Agli occhi dell’assessore alla Sicurezza di Voghera, il leghista Massimo Adriatici, Youns El Boussettaoui sintetizzava le colpe più intollerabili per un razzista. Era immigrato, veniva dal Marocco e aveva un permesso di soggiorno scaduto.
Il pugno di El Boussettaoui
El Boussettaoui era disoccupato, dunque un parassita, un fannullone, un povero che vive sulle spalle altrui. E poi era malato, aveva già ricevuto un Tso; le tante preoccupazioni, i due figli da mantenere, l’incapacità di inserirsi avevano reso quest’uomo mentalmente fragile e bisognoso di cure.
Come nei peggiori feuilleton a chi porta lo stigma della povertà non è però concesso di avere una psicologia, una lacerazione interiore, un senso di crisi esistenziale invece riconosciuto a chi è socialmente ed economicamente integrato.
Cosa nasconde del resto la frase tipicamente razzista secondo cui “gli immigrati possono venire da noi solo se rispettano le nostre regole”?
Per poter essere meglio sfruttati, sottopagati, sottomessi è necessaria un’opera di disumanizzazione che trasforma i subalterni in cose vagamente animate a cui impartire ordini.
Nella mentalità razzista l’immigrato non soffre, non ha una psicologia, non prova passioni che non siano strettamente legate alle necessità materiali primarie. Figuriamoci se può soffrire di depressione!

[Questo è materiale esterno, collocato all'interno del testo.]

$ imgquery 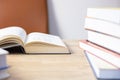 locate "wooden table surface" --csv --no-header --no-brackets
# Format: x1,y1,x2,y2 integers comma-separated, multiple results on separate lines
7,40,96,80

Il pugno di Youns El Boussettaoui deve essere dunque apparso come un’onta inaccettabile, come una ribellione inconcepibile, come lo sfregio all’onorabilità cittadina dell’assessore.
Per questo, (presumibilmente) e non per legittima difesa, dopo essere caduto Massimo Adriatici ha caricato l’arma e ha sparato.
Di fronte non aveva un uomo, ma una bestia da sopprimere, una vita indegna.